I am currently mired in re-writes.
We tend to talk a lot about writing, but not so much about re-writing. Re-writing is what happens after writing and before editing, and then generally after editing and before another round of editing, and so on, and forth.
I probably spend about three times as much time on re-writing as I do on ordinary writing, if I’m completely honest.
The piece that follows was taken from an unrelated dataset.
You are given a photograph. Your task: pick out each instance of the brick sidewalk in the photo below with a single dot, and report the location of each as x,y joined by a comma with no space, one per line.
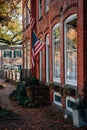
42,118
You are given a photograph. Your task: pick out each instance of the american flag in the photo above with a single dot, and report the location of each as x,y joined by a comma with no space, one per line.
37,46
32,20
I daren’t even look at that short story I scribbled out on Halloween, because I already know how much of it I want to re-write: to flesh out the characters, to add another would-be-tormented animal (a mouse, I think), to give a little more insight into the day to day life of the protagonist, and the workings of his creepy little mind.
I know that if once I started re-writing it, it would be another three months before I could finally admit that it was done.
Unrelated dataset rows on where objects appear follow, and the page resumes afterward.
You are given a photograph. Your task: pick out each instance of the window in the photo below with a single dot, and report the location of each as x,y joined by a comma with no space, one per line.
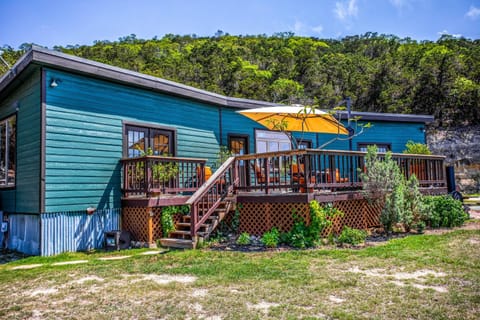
8,139
140,139
269,141
381,147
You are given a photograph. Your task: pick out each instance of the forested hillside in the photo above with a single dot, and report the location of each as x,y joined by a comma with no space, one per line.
380,73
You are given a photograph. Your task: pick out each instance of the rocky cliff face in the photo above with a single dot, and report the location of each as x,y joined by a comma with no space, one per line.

I will re-write this blog at least three times before I’m finished.
And I won’t be entirely happy with it then.
If you’re wondering where The Wolf-Finder General is: it’s in the middle of a round of re-writes.
Yes, I know I said it would be out some time in 2022, but I said that in 2021, in the first flush of publishing The Vicar Man, when everything seemed easy, and I could breathe again at last, and I somehow managed to forget just how many wretched re-writes it had taken me to get that far.
The way it works is this:
First: I write the book.
This is the easy part.
And by easy I mean that I spend a year or so beating my head against the walls, trying to make sense of the images that are so very clear in my mind but somehow turn to jumbled nonsense the minute they notice a piece of writing software.
You know: easy.
Second: having written the book, I immediately make the first set of re-writes.
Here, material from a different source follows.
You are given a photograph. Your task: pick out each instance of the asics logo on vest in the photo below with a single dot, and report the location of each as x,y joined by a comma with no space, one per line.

I read through the rough version of the book, filling in the square brackets of [Word Goes Here], altering any lines that I don’t think quite work, and altering or inserting any bits of text that need to be changed so that the whole thing can run smoothly.
If I’ve been sensible, I may even have written a list to remind myself which parts need altering or adding.
I am almost never sensible.
Nevertheless, this part is generally quite fun: I get to read my book, and more importantly, I get to read my book while not sick to the back teeth with reading my book (that part will come.
Third: having re-written the book, I send it off to friends, beta readers, and sensitivity readers if applicable, and ask them to read it too.
I then spend a short while breathing into a paper bag in anticipation of a score of rage-filled emails excoriating me for having dared to offend their delicate eyes with such addle-witted nonsense (this hasn’t happened. Yet.)
Eventually, they get back to me with their thoughts.
Fourth: having taken in the thoughts of everyone who has seen the book so far, I make another round of rewrites. I incorporate my readers' thoughts where appropriate; tightening up anything that feels sloppy, expanding on anything that feels too sparse, and generally trying to please everyone.
Which is impossible.
Fifth, having rewritten huge swathes of text, potentially inserting entire chapters and subplots I hadn’t thought I needed, and generally laid waste to the ordered battalions of my original text, I stop re-writing for a while and begin to edit.
Fortunately that is another subject entirely and deserves its own blog post, so I needn’t write about it now. Which is good, because I am not in the mood to make anybody cry today.
Sixth, having edited once, I go through and re-write anything that now needs re-writing.
And then I edit the book again.
Finally, after who knows how many rounds of re-writes and edits, and edits and re-writes, the book is taken gently from my nerveless, shaking fingers, and I am pushed in the direction of the internet to publish the thing.
And thus, eventually, there is a book.